La ministre déléguée aux Affaires francophones de l’Ontario, Madame Caroline Mulroney, de même que la ministre de la Formation et des Collèges et Universités, Madame Merrilee Fullerton, semblent toutes deux effacées devant cette situation. Elles refusaient jusqu’à tout récemment les demandes d’entrevues pour expliquer les coupures faites auprès de la communauté francophone. 

C’est plus de 600 000 francophones en Ontario qui sont affectés par la décision du premier ministre Ford.

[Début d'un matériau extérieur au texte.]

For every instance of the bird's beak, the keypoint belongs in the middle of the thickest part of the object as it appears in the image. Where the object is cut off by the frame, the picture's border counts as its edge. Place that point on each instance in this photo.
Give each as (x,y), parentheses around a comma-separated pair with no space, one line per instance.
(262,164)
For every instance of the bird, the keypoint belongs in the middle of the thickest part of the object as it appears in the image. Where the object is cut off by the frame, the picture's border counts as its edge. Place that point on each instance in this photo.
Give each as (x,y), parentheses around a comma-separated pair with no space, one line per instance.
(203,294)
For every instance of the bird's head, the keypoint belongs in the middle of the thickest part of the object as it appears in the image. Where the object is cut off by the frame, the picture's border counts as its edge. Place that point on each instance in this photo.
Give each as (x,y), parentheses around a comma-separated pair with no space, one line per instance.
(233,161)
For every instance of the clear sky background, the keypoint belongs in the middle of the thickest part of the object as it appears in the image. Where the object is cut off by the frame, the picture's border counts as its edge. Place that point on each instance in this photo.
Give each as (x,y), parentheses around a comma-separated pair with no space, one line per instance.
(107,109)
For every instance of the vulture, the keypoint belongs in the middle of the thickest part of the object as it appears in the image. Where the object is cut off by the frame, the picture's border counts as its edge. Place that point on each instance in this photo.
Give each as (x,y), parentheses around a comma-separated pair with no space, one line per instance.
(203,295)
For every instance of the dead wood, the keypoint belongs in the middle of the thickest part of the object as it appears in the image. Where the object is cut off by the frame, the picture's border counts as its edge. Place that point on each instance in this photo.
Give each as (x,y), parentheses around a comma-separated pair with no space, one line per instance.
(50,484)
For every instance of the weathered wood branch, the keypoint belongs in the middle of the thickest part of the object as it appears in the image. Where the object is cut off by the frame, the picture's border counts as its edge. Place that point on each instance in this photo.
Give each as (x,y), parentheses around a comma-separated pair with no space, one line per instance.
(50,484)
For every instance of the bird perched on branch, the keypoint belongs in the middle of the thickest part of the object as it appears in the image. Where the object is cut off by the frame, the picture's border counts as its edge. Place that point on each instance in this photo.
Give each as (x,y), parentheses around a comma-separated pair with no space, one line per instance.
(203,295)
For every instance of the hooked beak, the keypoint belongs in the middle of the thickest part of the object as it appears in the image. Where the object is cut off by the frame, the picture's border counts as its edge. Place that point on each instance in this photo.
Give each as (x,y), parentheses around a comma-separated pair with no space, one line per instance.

L’appui se fait sentir par plusieurs autres francophones hors province. Certains anglophones de la province se sont même dit être très interpellés par ce que la communauté francophone vivait. Tous comprendront que les droits des Franco-Ontariens ont été bafoués.

Rappelons que le Commissariat aux services en français a été créé en 2007. Depuis plus de 11 ans, le commissariat veille à ce que les droits des citoyens de l’Ontario soient respectés selon la Loi sur les services en français. En 2013, le commissaire était même devenu un officier indépendant. Les plaintes devront dorénavant être présentées à l’Ombudsman de l’Ontario. Au moment de mettre sous presse, le nouveau premier ministre du Québec; François Legault venait de rendre visite à M.Doug Ford pour parler affaires. M.Legault a également demandé à M.Ford de revenir sur sa décision concernant la suppression du Commissariat aux services en français et l’abolition du projet d’Université franco-ontarienne en rappelant au premier ministre ontarien qui sont les deux peuples fondateurs du Canada. M.Ford est resté ferme sur le sujet et justifie encore les raisons économiques.

La résistance s’organise au travers la province. L’Assemblée de la francophonie de l’Ontario (AFO), le Regroupement étudiant franco-ontarien (RÉFO) et la Fédération de la jeunesse franco-ontarienne (FESFO), les trois organismes derrière la demande officielle pour une université de langue française dans la province organisent un mouvement de résistance. Cinq jours après l’annonce du gouvernement, plus de 6000 personnes avaient déjà donné leur nom pour joindre le mouvement sur le site web de l’Assemblée de la francophonie de l’Ontario (AFO). Ce n’est pas sans se rappeler la bataille de l’hôpital Montfort qui avait mobilisée une grande partie de la communauté francophone de l’Ontario. Que ce soit à la télé, à la radio, sur internet ou les médias sociaux, les messages de solidarité fusent de toutes parts pour les Franco-Ontariens, pour nous.